60 | Left by Hope | May. 9, 2012 at 8:22pm
Eating disorders take over your body. They make you paranoid. You constantly worry about the way your body looks. You Constantly look in the mirror and you hate what you see. You wish you could be smaller. You look in the mirror and you see yourself as bigger than you really are.
I have had an eating disorder. I used to starve myself and sometimes when I did eat food, I would make myself throw it back up.
I had went to the dentist one day and the dentist asked me if I had made myself throw up because I had to many acidic cavities. I told him no. After we left the office, my mom asked me about it. I couldn't lie to her so I told her. She sat me down and she told me that I needed to stop. She drilled in my head that I had gotten to small in too short of time.

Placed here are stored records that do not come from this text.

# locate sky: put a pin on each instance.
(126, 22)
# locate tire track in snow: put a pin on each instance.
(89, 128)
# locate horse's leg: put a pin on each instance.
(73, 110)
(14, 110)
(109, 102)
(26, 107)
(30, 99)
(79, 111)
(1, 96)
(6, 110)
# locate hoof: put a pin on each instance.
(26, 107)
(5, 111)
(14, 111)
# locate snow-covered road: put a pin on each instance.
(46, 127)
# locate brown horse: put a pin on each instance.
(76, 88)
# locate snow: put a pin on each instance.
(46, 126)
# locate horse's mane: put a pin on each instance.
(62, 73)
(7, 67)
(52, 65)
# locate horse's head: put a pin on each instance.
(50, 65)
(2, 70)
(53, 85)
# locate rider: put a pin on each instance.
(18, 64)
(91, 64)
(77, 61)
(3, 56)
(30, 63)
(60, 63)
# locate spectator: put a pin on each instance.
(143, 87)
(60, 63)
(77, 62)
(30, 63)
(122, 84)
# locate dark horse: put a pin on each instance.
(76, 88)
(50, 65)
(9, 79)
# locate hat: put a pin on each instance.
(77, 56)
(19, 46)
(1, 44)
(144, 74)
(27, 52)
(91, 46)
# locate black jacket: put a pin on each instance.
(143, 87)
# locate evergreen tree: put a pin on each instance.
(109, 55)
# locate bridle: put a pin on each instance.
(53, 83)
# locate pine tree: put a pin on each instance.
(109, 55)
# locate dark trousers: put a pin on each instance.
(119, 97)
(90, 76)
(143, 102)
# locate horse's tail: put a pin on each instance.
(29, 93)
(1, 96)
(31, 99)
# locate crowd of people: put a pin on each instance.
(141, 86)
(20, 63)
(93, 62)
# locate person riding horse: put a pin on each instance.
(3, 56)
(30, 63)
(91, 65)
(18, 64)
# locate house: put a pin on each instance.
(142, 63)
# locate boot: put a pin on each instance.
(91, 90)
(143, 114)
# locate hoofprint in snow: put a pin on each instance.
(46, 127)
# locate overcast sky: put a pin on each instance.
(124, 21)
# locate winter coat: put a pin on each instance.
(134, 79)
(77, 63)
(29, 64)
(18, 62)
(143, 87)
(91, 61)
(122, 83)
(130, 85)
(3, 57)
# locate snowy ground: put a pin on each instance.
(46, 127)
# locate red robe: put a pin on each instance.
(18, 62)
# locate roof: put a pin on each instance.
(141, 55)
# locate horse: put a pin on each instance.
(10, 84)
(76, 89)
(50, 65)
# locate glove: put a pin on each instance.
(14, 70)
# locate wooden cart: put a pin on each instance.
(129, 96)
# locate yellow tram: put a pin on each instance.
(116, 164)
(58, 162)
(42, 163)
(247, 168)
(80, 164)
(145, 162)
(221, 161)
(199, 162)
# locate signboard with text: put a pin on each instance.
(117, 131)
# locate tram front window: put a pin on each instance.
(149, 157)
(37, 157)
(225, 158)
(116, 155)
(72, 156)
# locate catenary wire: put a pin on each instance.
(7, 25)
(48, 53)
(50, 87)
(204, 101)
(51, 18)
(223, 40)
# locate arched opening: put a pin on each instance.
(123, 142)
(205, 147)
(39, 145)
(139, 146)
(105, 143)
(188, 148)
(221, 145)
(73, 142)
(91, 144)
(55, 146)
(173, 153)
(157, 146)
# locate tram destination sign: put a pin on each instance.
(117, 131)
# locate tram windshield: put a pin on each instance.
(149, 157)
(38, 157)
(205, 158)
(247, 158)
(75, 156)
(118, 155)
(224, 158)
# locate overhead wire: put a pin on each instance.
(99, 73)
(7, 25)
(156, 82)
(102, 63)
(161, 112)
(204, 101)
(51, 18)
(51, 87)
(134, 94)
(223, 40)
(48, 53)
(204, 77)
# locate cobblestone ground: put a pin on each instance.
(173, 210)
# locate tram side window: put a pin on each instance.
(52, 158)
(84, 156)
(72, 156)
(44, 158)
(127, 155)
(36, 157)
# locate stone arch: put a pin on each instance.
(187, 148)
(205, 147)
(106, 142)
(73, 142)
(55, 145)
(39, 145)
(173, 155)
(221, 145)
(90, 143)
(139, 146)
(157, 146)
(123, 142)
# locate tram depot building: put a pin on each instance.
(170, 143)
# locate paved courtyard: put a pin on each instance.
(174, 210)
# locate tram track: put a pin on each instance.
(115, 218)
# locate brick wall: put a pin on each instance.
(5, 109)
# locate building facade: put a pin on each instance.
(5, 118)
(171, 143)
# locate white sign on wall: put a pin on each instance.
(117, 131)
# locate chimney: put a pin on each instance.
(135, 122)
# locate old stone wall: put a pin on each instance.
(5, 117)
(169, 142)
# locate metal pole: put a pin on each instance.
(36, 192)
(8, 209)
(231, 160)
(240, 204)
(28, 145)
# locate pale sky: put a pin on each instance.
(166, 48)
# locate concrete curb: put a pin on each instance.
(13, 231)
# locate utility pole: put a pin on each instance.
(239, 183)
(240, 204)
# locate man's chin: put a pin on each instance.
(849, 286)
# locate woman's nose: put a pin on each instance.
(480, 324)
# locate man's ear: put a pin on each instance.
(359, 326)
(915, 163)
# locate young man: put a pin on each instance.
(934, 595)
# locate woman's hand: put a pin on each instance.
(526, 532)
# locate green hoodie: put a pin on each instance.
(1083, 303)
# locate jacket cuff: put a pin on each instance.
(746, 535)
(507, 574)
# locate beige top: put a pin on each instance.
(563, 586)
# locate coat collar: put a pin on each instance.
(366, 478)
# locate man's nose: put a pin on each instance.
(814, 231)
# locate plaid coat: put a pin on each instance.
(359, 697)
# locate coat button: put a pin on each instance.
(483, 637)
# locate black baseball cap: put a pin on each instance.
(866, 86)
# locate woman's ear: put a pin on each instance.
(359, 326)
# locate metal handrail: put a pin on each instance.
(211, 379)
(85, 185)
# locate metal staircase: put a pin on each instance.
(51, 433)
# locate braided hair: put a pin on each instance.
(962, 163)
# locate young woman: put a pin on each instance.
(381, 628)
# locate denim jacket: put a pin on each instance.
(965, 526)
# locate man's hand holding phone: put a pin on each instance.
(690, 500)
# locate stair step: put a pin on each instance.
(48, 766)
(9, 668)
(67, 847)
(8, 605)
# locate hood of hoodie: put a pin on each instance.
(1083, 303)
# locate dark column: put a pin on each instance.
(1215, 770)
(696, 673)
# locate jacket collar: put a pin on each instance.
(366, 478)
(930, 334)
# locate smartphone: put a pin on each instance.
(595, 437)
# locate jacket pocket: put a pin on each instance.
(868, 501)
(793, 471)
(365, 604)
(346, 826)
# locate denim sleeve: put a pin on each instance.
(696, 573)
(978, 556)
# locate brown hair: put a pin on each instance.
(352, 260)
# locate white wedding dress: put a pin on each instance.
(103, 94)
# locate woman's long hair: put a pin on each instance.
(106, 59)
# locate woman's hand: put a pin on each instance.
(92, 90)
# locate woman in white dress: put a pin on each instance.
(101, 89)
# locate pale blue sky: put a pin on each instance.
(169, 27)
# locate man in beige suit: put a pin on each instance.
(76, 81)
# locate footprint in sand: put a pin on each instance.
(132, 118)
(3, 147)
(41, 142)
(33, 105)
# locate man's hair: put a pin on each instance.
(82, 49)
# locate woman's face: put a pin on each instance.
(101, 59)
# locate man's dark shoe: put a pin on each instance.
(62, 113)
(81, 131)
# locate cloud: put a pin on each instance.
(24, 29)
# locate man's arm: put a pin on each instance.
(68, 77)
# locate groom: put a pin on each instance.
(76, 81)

With my moms help I stopped throwing up. I still look in the mirror and say I am fat. I feel like it still. I try to eat more, but I still barely eat and it is hard, I still struggle with my weight and freak out every single day about my ody weight. I am 16 years old and I weigh 119 pounds. About to years ago, I weighed 150-160. It isn't easy, but every day seems to get a little easier. I am in recovery and I am still not completely sure if I can stop my disorder. But I am surely determined to try!!